Npower to dismiss nearly 15 per cent of its UK workforce as energy market bites

British energy provider Npower has said it will cut almost 15 per cent of its UK workforce, as part of an initiative to reduce its operating costs.

The company said the reductions would affect around 900 roles out of its 6,300 employees over the course of this year. It added that most of this number are expected to leave of their own accord rather than be made redundant, as the amount is reflective of Npower's usual employee churn rate.

Chief executive Paul Coffey said the move was the result of the retail energy market becoming "incredibly tough" in the wake of Ofgem's price cap.

Read more: British Gas owner Centrica wades into legal battle with regulator Ofgem over price cap

"Ofgem itself forecasts that five of the Big Six energy companies will make a loss or less than normal profits this year due to the implementation of the price cap, and with several recent failures of new energy suppliers, it is clear that many have been pricing at levels that are not sustainable," said Coffey.

“Even with these reductions, we still forecast significant losses this year, but we’re doing everything we can to minimise them whilst continuing to focus on service and value for our customers.”

A total of 11 small energy suppliers have gone bust in the past year, including most recently Our Power. Its chairman told City PM last week that the Scottish government-backed firm had simply "run out of cash".

A spokesperson for the department of business, energy and industrial strategy later responded to Coffey: “Our price cap protects 11m households from poor value standard variable and default tariffs, and ensures that consumers pay a fair price for their energy.

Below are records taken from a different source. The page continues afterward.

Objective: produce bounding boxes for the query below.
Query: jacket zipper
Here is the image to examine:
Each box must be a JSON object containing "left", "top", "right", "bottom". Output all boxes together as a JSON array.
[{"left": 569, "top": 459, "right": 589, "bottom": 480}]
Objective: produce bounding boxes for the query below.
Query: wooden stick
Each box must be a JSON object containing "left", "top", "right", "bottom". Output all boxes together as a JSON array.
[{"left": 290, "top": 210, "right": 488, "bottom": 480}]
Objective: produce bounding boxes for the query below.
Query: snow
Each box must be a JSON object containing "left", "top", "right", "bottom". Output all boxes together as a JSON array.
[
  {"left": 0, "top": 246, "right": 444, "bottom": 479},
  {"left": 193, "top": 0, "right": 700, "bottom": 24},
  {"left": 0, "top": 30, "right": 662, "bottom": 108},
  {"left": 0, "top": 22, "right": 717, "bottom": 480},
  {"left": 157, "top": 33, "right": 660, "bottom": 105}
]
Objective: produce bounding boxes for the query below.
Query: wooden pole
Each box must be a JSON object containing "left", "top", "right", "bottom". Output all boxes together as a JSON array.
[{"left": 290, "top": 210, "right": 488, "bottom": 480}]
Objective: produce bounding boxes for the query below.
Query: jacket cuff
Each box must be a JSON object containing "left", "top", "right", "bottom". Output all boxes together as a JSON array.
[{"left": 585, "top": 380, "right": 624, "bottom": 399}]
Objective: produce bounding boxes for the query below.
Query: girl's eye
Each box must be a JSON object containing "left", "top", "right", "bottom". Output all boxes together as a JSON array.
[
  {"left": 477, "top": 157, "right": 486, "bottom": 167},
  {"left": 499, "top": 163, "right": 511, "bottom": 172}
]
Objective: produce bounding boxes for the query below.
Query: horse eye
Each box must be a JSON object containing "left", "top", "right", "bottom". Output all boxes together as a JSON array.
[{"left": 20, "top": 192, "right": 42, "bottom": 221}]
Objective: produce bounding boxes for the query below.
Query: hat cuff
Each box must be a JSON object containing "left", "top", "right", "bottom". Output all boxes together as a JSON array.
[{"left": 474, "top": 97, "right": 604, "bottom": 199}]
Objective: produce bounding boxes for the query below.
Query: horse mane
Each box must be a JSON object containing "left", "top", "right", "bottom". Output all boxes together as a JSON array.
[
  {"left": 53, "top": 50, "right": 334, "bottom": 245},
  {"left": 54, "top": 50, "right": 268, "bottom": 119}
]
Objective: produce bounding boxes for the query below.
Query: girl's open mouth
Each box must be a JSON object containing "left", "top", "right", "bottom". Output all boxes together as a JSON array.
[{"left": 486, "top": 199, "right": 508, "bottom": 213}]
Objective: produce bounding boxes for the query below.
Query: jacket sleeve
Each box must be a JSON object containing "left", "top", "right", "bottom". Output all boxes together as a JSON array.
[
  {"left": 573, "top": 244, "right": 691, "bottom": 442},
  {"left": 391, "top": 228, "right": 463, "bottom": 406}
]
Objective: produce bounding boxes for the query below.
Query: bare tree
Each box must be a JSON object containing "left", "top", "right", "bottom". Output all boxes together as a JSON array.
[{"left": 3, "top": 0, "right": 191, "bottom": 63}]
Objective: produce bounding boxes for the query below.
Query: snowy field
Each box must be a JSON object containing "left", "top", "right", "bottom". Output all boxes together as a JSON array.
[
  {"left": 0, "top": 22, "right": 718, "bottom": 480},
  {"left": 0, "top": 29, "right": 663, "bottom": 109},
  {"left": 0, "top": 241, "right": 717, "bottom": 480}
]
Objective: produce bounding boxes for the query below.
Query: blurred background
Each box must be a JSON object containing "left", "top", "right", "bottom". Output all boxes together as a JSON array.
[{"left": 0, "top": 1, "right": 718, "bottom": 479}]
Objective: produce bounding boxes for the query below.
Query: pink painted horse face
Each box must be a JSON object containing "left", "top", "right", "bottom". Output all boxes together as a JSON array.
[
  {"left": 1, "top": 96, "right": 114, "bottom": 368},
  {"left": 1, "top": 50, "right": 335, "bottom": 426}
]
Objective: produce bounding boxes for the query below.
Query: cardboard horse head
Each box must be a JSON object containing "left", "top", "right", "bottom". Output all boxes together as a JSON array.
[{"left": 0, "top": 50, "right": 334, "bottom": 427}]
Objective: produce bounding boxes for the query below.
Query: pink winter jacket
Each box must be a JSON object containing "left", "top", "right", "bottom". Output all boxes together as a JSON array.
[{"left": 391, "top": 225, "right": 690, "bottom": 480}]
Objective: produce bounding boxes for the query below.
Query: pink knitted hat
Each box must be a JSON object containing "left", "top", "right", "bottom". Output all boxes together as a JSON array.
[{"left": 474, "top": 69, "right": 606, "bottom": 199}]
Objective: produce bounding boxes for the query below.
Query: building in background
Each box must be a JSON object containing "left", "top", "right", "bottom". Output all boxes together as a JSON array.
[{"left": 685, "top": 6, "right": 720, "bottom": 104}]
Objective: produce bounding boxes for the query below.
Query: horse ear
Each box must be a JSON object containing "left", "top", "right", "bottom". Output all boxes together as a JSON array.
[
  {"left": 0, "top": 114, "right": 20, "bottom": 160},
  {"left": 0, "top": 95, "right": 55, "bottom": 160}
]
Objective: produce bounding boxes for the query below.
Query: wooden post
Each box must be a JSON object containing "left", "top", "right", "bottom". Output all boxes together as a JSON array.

“Ofgem designed the energy price cap independently, through consultation with industry, so that an efficient supplier can continue to thrive.”

Read more: Energy supplier Our Power 'ran out of cash' after string of bankruptcies in sector

The move comes after Npower's parent company Innogy failed to come to an agreement in December to merge its retail arms with SSE.

The two firms had planned to list the merged unit as a new company, and had even passed initial investigations by the Competition and Markets Authority before SSE pulled the plug.

"Just a few months ago Npower was involved in causing great uncertainty to the workforce by announcing that it was involved in merger talks with one of the other Big Six energy companies," said Laura Gatiss, northern regional organiser for industrial trade union GMB. 

"That merger failed. Now Npower is announcing major job reductions which is understandably worrying for our members, their families and indeed local communities where our members live in."